Нюша, женщина смиренная и добрая, всю жизнь ухаживала за кем-то немощным. Так вышло, что ей, старшей, нужно было матери помогать Катьку растить, чтобы талантливая сестрёнка могла учиться. Катюшка маленькая так рисовала – даже не учёная ещё, могла человека изобразить, словно в руках у неё фотоаппарат встроен. Конечно, талант такой учить нужно, и в школе, и в институте потом! А мама слегла, и сама Нюша пошла в медучилище, выучилась на медсестру, ходила за мамой, мечтала стать врачом, но не смогла – мама совсем разболелась, год последний Нюша от неё дальше магазина за углом не отходила, какая тут учёба? Читала книги, учебники дома, чтобы потом нагнать. Мама умерла в декабре, освободила Нюшу жить, и старшей было очень стыдно тогда, что на самом деле смерти маминой она радовалась. Как ни силилась горевать – никак не выходило, и мечты всякие в голову полезли про принцев с конями, непристойные даже. На работу пошла в поликлинику, и мечты сбываться начали, чуть было замуж не вышла за одного пациента, которого часто колоть нужно было. Он приглашал и в кино, и по театрам, и гулять, а замуж позвать не успел – нарисовался в жизни Нюши теперь Фрол Иванович. Когда-то, в советскую бытность, был он номенклатурным работником, зажиточным и влиятельным, и, когда мама заболела, очень помогал лекарствами и деньгами, а потом его на чём-то поймали, посадили, всё что могли конфисковали, а всё что сберёг – отдал за уменьшение срока. Но и за короткие три отбытых года умудрился подхватить туберкулёз и стать ненужным собственным женатым благополучным сыновьям со своей болячкой и крохотной пенсией. И оказался в итоге у доброй Нюши, в её маленькой квартирке под Солнечногорском, в старой совхозной хрущёвке, с мышами, тараканами, своим котом и Нюшиной кошкой. Больной, нищий и убогий.
Старшая сестра странной была с детства, словно имела какой-то дополнительный орган, которого у других нет, полный любви к людям любым, драным кошкам и собачкам без ноги. Хоть и росла она вместе с другими в мире чистогана, фондовых индексов и прочей наживы, словно мимо неё они прошли, не коснувшись. Неправильная получилась Нюша для современного мира, хоть не воцерковленная, а какая-то по-настоящему добрая, что для выживания в современных условиях категорически противопоказано.

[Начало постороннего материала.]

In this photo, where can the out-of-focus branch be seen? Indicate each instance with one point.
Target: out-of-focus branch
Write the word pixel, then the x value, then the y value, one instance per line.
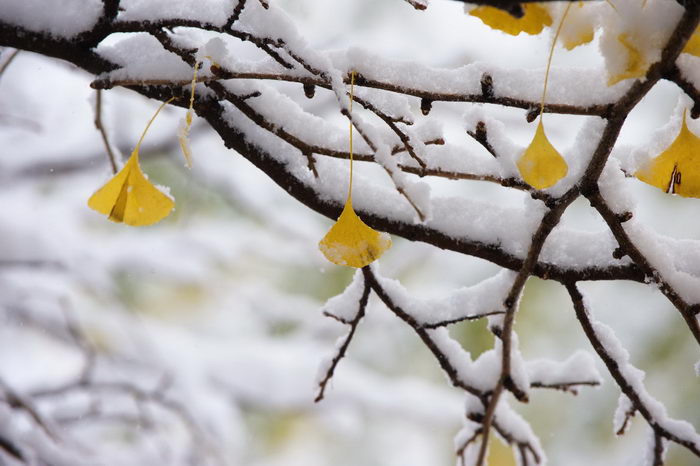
pixel 342 348
pixel 674 75
pixel 602 348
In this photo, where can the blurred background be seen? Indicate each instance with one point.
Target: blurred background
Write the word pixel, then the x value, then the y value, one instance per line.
pixel 202 335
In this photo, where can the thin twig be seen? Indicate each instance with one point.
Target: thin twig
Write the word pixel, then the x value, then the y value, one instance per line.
pixel 103 132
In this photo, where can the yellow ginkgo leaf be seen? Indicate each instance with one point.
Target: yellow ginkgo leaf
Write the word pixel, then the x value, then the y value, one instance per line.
pixel 534 19
pixel 636 65
pixel 541 166
pixel 130 198
pixel 351 242
pixel 500 454
pixel 583 36
pixel 677 169
pixel 693 45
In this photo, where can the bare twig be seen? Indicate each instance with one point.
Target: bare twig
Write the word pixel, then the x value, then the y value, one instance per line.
pixel 103 132
pixel 340 352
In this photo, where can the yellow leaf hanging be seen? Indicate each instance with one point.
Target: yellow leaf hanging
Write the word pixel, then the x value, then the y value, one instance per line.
pixel 541 166
pixel 677 169
pixel 636 65
pixel 693 45
pixel 533 21
pixel 129 197
pixel 350 241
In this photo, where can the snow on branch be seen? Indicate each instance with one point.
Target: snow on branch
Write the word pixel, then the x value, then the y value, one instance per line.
pixel 630 380
pixel 157 45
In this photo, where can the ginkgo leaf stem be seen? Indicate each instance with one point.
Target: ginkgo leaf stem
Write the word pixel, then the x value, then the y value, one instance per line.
pixel 549 60
pixel 352 94
pixel 143 135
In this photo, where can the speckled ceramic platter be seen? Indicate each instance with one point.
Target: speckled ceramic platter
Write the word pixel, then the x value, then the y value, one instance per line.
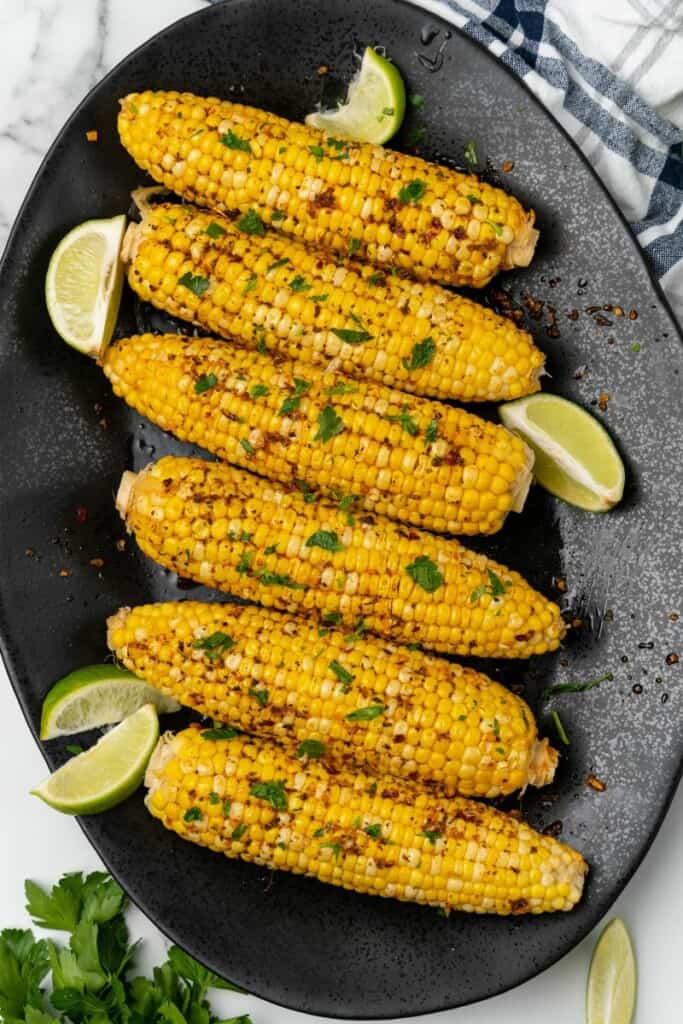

Кошек Нюша очень любила, закормила и забаловала обычных помоечных котов так, как сфинксов не балуют – кто-то ведь должен быть тут счастливым! Они были счастливы, но по привычке всё равно рылись в мусорных кучах и драли не когтеточки, а старую мебель. Когда Катька сказала глупость про кошек, "выгони", старшая очень разозлилась и даже представила, как толкнула бы сейчас Катьку за такие слова – это был апогей возможного Нюшиного негатива.
И вдруг…
Ножка кресла с хрустом подломилась. Катя упала очень некрасиво, придавила модельную ногу креслом, закричала. Борис, младший сын Фрола Ивановича, давно безответно влюблённой в кузину Екатерину, отвергающую инцест категорически, кинулся её поднимать, подхватил на руки, уложил на диван, который заботливо освободили для болезной гости. Красота щиколоток с косточками была безвозвратно на этот вечер испорчена содранной в кровь пяткой.
"Дёрнул же чёрт подумать такое. Типун мне на язык или на всю голову!" – сокрушалась Нюша, пока бежала на кухню за аптечкой.

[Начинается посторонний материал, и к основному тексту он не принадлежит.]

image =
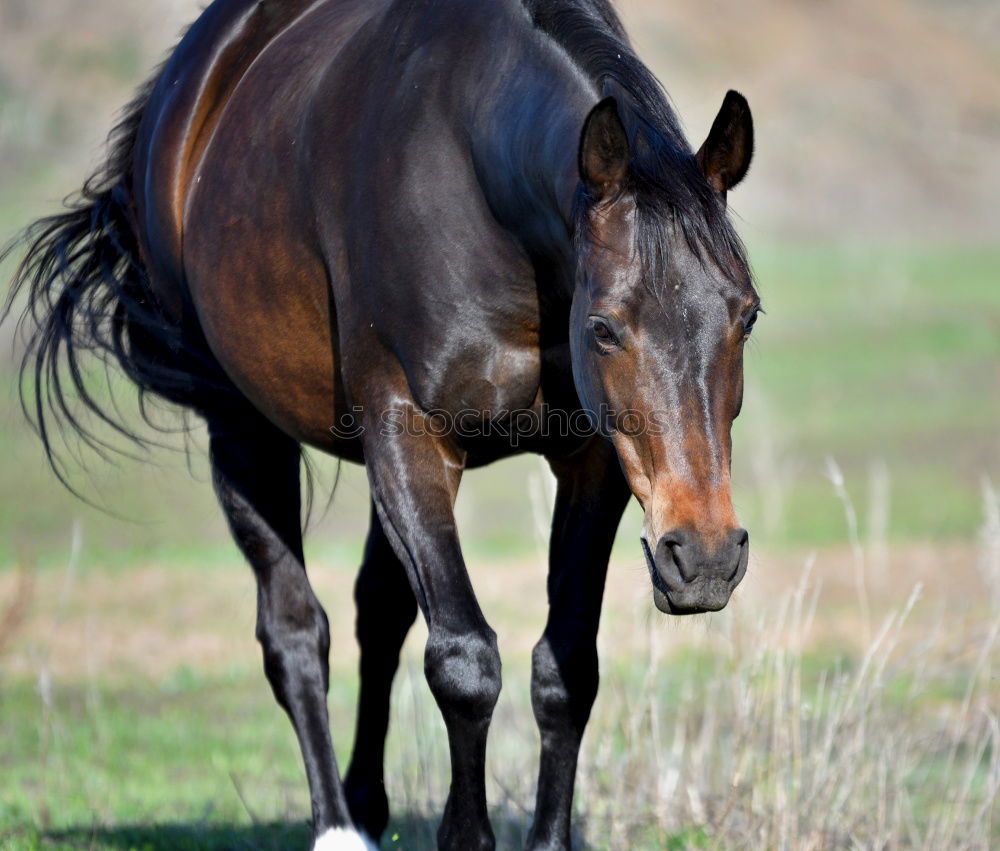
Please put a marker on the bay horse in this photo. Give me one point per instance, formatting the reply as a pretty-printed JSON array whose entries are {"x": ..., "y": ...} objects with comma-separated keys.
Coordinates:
[{"x": 423, "y": 235}]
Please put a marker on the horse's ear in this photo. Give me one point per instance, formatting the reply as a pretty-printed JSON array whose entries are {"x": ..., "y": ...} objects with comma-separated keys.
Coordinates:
[
  {"x": 726, "y": 154},
  {"x": 603, "y": 158}
]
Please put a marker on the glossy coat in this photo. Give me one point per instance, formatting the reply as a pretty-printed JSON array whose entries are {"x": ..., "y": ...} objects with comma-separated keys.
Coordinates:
[{"x": 478, "y": 222}]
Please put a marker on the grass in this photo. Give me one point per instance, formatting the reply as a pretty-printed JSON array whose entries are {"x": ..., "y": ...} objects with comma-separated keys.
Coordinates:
[
  {"x": 874, "y": 356},
  {"x": 853, "y": 707}
]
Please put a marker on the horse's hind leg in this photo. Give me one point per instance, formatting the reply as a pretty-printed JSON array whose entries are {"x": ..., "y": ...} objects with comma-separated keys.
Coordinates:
[
  {"x": 386, "y": 611},
  {"x": 256, "y": 473}
]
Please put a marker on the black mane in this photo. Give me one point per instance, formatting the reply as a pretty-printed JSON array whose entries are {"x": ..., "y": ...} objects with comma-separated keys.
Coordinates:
[{"x": 669, "y": 188}]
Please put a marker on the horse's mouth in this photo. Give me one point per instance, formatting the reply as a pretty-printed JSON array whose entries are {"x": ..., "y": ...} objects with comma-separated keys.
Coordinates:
[{"x": 702, "y": 594}]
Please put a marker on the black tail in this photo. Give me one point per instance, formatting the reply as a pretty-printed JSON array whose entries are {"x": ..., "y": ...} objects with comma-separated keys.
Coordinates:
[{"x": 87, "y": 291}]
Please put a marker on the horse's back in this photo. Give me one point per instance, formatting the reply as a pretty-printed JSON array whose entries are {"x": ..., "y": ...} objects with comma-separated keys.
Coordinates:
[{"x": 189, "y": 96}]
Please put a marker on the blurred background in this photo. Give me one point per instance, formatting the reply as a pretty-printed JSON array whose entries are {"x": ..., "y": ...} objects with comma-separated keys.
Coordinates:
[{"x": 849, "y": 690}]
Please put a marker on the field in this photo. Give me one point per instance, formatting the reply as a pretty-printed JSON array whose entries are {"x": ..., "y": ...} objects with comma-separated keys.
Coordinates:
[{"x": 848, "y": 697}]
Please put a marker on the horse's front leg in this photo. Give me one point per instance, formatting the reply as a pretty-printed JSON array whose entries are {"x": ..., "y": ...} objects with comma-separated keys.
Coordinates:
[
  {"x": 591, "y": 496},
  {"x": 414, "y": 479}
]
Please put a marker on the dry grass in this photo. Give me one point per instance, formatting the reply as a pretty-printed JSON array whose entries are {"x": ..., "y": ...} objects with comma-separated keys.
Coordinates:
[{"x": 830, "y": 706}]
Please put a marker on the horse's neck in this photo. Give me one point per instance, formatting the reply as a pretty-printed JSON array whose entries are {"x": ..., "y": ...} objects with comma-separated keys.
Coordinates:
[{"x": 525, "y": 137}]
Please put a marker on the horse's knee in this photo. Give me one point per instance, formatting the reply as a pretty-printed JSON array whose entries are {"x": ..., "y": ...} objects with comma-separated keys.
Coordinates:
[
  {"x": 295, "y": 641},
  {"x": 564, "y": 682},
  {"x": 463, "y": 672}
]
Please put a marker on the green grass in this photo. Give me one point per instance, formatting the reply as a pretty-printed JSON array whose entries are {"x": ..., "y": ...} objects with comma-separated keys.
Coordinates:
[{"x": 865, "y": 355}]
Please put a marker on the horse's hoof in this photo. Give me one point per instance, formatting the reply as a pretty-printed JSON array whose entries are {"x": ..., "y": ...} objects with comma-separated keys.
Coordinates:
[{"x": 343, "y": 839}]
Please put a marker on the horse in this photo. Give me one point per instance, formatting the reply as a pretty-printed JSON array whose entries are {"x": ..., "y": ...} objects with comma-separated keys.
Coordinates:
[{"x": 422, "y": 235}]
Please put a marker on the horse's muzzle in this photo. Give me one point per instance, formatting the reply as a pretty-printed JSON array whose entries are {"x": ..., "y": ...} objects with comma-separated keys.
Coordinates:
[{"x": 689, "y": 578}]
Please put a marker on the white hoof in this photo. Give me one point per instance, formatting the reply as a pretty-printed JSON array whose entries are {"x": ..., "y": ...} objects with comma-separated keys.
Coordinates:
[{"x": 344, "y": 839}]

– Зелёнка? Нюша, ты мне ногу ЗЕЛЁНКОЙ намазала? Ничего лучше придумать не могла? Бесцветного ничего не нашлось в доме, из 21 века чего-нибудь? – негодовала Катерина, увидев насыщенного изумрудного цвета пятку, которую, к тому же, жутко защипало.

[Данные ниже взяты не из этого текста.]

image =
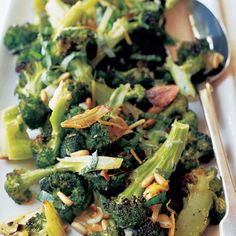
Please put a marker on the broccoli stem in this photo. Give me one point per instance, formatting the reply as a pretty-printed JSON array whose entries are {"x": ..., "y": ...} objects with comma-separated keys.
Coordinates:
[
  {"x": 164, "y": 160},
  {"x": 15, "y": 144},
  {"x": 181, "y": 78},
  {"x": 57, "y": 117},
  {"x": 113, "y": 231},
  {"x": 77, "y": 11},
  {"x": 32, "y": 177},
  {"x": 194, "y": 217}
]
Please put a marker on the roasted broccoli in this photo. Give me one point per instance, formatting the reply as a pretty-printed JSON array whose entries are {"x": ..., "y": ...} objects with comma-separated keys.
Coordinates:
[
  {"x": 148, "y": 228},
  {"x": 218, "y": 211},
  {"x": 133, "y": 76},
  {"x": 194, "y": 57},
  {"x": 128, "y": 208},
  {"x": 19, "y": 181},
  {"x": 75, "y": 39},
  {"x": 17, "y": 38},
  {"x": 46, "y": 151},
  {"x": 194, "y": 217},
  {"x": 72, "y": 143},
  {"x": 74, "y": 187},
  {"x": 128, "y": 212},
  {"x": 34, "y": 111},
  {"x": 198, "y": 150},
  {"x": 14, "y": 142},
  {"x": 44, "y": 221},
  {"x": 94, "y": 138},
  {"x": 111, "y": 187}
]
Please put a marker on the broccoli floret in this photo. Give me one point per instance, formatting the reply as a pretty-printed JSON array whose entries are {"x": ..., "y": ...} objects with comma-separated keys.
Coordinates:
[
  {"x": 97, "y": 137},
  {"x": 128, "y": 208},
  {"x": 30, "y": 81},
  {"x": 74, "y": 187},
  {"x": 36, "y": 224},
  {"x": 79, "y": 93},
  {"x": 129, "y": 212},
  {"x": 41, "y": 222},
  {"x": 72, "y": 143},
  {"x": 75, "y": 39},
  {"x": 199, "y": 150},
  {"x": 15, "y": 143},
  {"x": 148, "y": 228},
  {"x": 111, "y": 187},
  {"x": 19, "y": 182},
  {"x": 133, "y": 76},
  {"x": 71, "y": 2},
  {"x": 194, "y": 217},
  {"x": 113, "y": 229},
  {"x": 94, "y": 138},
  {"x": 164, "y": 159},
  {"x": 34, "y": 111},
  {"x": 137, "y": 93},
  {"x": 17, "y": 38},
  {"x": 174, "y": 111},
  {"x": 73, "y": 111},
  {"x": 43, "y": 155}
]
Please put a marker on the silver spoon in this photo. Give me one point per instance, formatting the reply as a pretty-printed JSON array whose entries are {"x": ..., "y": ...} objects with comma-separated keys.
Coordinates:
[{"x": 205, "y": 25}]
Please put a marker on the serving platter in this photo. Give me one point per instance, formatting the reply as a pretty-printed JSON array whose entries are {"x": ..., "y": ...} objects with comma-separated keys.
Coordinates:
[{"x": 224, "y": 96}]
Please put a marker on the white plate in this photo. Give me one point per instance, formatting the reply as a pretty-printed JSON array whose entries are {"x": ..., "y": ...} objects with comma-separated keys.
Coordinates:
[{"x": 225, "y": 98}]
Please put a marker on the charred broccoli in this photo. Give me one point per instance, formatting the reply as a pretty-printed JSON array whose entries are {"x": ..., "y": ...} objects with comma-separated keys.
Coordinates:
[
  {"x": 199, "y": 150},
  {"x": 128, "y": 212},
  {"x": 74, "y": 187},
  {"x": 148, "y": 228},
  {"x": 111, "y": 187},
  {"x": 19, "y": 181},
  {"x": 194, "y": 217},
  {"x": 34, "y": 111},
  {"x": 128, "y": 208},
  {"x": 17, "y": 38},
  {"x": 46, "y": 151},
  {"x": 75, "y": 39},
  {"x": 44, "y": 221},
  {"x": 14, "y": 142}
]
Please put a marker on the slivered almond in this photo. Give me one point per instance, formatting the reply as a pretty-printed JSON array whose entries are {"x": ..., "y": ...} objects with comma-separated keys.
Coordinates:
[
  {"x": 164, "y": 221},
  {"x": 64, "y": 76},
  {"x": 105, "y": 224},
  {"x": 44, "y": 96},
  {"x": 149, "y": 123},
  {"x": 134, "y": 154},
  {"x": 89, "y": 103},
  {"x": 65, "y": 199},
  {"x": 155, "y": 212},
  {"x": 152, "y": 191},
  {"x": 106, "y": 216},
  {"x": 80, "y": 153},
  {"x": 96, "y": 228},
  {"x": 79, "y": 228},
  {"x": 105, "y": 175},
  {"x": 148, "y": 181},
  {"x": 155, "y": 110},
  {"x": 159, "y": 179}
]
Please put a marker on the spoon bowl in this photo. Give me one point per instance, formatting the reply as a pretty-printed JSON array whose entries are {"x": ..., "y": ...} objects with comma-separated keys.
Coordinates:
[{"x": 206, "y": 25}]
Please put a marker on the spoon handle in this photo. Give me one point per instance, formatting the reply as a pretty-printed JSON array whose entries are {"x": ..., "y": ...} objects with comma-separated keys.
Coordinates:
[{"x": 227, "y": 225}]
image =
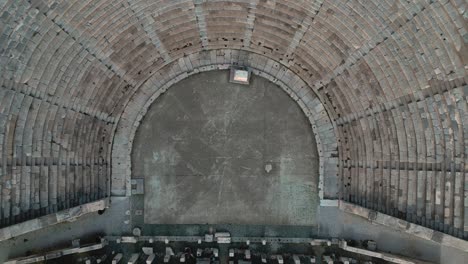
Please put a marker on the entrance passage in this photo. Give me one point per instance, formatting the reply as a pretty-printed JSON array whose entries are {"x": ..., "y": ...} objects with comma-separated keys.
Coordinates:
[{"x": 215, "y": 152}]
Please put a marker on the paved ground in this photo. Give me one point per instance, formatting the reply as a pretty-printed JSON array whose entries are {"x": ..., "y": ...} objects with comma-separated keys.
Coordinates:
[
  {"x": 331, "y": 223},
  {"x": 215, "y": 152}
]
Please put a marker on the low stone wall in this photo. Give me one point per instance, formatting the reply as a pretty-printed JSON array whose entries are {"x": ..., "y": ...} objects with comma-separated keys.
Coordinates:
[
  {"x": 68, "y": 215},
  {"x": 404, "y": 226}
]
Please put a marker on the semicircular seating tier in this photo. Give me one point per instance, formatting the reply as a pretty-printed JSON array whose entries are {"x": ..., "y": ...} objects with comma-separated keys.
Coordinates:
[{"x": 391, "y": 75}]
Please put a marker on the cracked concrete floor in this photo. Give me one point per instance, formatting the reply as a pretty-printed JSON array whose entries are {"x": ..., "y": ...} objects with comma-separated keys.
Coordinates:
[{"x": 215, "y": 152}]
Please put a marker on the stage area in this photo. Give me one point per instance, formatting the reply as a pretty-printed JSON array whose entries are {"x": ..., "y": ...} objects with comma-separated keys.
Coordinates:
[{"x": 215, "y": 152}]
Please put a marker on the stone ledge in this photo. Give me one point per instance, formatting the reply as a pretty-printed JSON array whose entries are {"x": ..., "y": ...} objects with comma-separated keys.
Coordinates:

– Лучше зелёнки ничего не придумали пока в веках, – уверила Нюша.
– Зачем, зачем, зачем! Назло ведь делаешь? Что, мне мало? Разукрасила ещё этой зелёной дрянью, неделю потом не смоется. Мне в Тай возвращаться. Как я там на пляже с зелёной пяткой буду рассекать? Влад со мной близко ходить не будет! – причитала Катька, пока Нюша бинтовала ей ступню, а Вера заботливо гладила по голове.